Comments on Color Balance deal with the TV's ability to display a natural-looking range of colors. In particular, we look closely at skin-tone rendition and color saturation, or the richness of a specific hue, such as red or green, relative to other colors. Discussion of Detail covers the set's ability to display the full resolution contained in both standard- and high-def program formats, as well as how sharp those programs look when routed through the set's various video inputs. Black Depth and Contrast observations describe how dark the deepest shadows on the TV's screen appear, as well as how punchy and bright the highlights in pictures come across. Both characteristics can vary widely depending on the overall brightness level of programs, so we evaluate their consistency with a range of material. Lastly, comments on Shadow Detail focus on the TV's ability to show a range of dark gray steps in shadowy parts of pictures - particularly in dark scenes, which pose the biggest challenge to TVs.
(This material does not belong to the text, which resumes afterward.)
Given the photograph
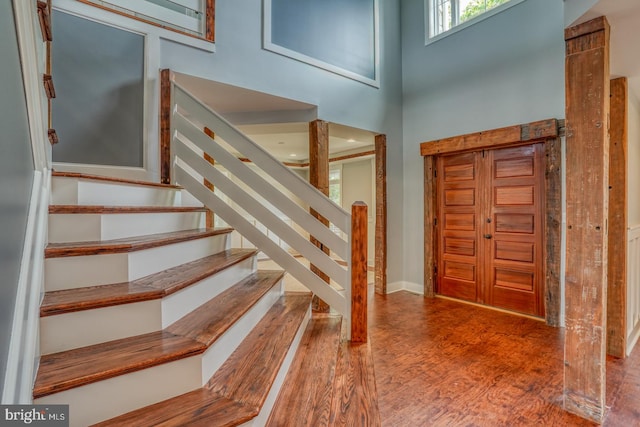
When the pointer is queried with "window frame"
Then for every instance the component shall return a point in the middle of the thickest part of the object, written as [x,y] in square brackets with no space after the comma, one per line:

Moving beyond the Big Four in the Performance section, we come to some more nitpicky points that also require scrutiny. Discussion of Uniformity describes the TV's ability to display pictures with even brightness levels at all points on the screen, as well as the screen's relative freedom from unnatural-looking color tints. Both issues are ones we've encountered mainly with LCD and LCoS models, though they're hardly exclusive to those technologies. Comments on Motion Rendition usually involve Video Processing - the set's performance when scaling both lower-rez material such as DVDs as well as 1080i (interlaced) high-def programs to the screen's native progressive pixel display. There's plenty that can go wrong during this process, often resulting in a softening of the picture or the introduction of jagged-looking artifacts on edge transitions. The final observations in the Performance section usually involve the set's noise-reduction processing - how effective it was in retaining detail when clearing up grainy-looking images.